Saturday, July 25, 2009

Callaloo

“Eat your greens!” Only with us it's "Where’s your green?" You see, as chefs who develop dishes and plan menus, a main course is not complete unless there are greens built-in on some level. For example a black bean burrito will have raw spinach incorporated, a curry may have savoy cabbage, sushi needs a seaweed salad, a roasted chicken pairs with collard greens.

Habits are unthinking repetitive action–and after years of coming up with dishes and thinking "Where’s the green?" I can honestly say that I don’t think about it, I just automatically include a form of greens in almost every dish–to the point where a pizza is not complete without a salad.

This time of year we grow and eat a lot of a green called Callaloo. Also known as Vegetable Amaranth, Callaloo is the main ingredient of a West Indian Dish of the same name. The dish Callaloo contains Okra and Taro and is also thought of as a "Jamaican Gumbo". Callaloo the green is slightly sweet and has a subtle corn-like flavor. It should be cooked almost immediately after picking. Callaloo is a favorite summer green, which is good because it grows like a weed here, as the summers are much like that of Jamaica, only with out the gorgeous clear waters of the Caribbean...

Tonight we ate Callaloo (the green) simply roasted with grape seed oil, salt and pepper, John rolled some whole wheat noodles and I made a red bean spread flavored with some herbs and about a dozen roasted bunching onions from our garden.

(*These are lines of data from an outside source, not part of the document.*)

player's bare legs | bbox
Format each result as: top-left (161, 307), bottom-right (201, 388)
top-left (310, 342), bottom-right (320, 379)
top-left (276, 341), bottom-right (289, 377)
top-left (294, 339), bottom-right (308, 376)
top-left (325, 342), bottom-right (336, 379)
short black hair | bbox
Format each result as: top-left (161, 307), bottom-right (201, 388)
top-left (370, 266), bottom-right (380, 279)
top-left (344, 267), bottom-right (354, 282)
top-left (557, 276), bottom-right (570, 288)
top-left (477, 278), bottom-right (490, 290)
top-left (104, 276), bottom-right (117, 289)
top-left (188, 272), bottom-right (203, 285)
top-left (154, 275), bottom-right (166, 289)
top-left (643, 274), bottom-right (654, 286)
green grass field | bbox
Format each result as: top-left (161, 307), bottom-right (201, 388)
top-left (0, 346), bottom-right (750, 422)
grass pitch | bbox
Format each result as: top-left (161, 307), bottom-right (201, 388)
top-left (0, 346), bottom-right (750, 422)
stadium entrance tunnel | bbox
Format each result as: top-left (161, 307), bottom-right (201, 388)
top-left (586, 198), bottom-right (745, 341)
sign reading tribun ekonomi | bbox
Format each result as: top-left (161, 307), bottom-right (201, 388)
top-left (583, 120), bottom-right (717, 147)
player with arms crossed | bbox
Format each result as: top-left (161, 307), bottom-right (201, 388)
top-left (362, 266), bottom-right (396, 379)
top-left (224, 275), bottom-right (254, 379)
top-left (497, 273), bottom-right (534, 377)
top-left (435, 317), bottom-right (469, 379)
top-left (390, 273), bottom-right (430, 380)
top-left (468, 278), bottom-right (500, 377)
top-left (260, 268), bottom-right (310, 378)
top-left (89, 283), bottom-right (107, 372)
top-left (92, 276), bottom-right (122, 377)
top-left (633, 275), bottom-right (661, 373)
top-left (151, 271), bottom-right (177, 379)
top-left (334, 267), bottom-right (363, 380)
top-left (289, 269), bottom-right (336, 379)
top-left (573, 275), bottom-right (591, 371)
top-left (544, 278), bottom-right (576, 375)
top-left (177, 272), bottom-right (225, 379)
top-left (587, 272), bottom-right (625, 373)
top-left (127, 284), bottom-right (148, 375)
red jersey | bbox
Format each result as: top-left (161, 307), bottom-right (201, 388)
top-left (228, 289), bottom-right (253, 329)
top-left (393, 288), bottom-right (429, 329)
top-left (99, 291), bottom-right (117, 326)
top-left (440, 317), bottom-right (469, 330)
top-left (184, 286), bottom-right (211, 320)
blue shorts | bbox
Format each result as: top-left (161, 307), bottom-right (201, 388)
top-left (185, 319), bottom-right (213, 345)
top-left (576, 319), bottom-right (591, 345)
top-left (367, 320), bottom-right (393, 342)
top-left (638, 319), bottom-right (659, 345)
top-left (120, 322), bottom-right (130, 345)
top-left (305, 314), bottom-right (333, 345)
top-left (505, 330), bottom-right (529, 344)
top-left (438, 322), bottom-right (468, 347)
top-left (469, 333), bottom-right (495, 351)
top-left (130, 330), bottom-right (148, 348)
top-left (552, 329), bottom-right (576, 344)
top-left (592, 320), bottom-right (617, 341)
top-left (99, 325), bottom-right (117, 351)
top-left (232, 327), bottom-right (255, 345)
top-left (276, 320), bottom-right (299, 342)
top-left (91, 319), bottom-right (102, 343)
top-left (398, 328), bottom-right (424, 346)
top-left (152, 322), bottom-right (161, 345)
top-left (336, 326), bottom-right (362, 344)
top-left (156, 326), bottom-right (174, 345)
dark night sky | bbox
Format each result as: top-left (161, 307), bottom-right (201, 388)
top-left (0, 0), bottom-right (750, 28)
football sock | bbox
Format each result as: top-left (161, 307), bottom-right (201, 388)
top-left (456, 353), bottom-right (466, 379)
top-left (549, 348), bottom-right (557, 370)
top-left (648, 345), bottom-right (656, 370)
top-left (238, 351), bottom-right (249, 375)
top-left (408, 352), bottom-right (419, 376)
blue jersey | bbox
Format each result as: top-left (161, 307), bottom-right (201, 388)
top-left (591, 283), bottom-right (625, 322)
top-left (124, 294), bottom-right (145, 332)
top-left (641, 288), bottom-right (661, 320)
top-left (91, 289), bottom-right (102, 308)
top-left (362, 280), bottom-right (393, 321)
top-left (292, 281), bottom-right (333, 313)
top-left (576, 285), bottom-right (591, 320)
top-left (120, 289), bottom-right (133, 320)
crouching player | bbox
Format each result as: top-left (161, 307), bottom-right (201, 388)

Greens help us practice dietary needs, enjoyment of flavors and where our food comes from. Simply put, demands and desires. From this perspective of intertwined nutrition, eating and gathering, we begin to see that health, aesthetics and food ethos create a tension and it is that tension that helps us all become better cookers as well as eaters, gardeners as well as neighbors.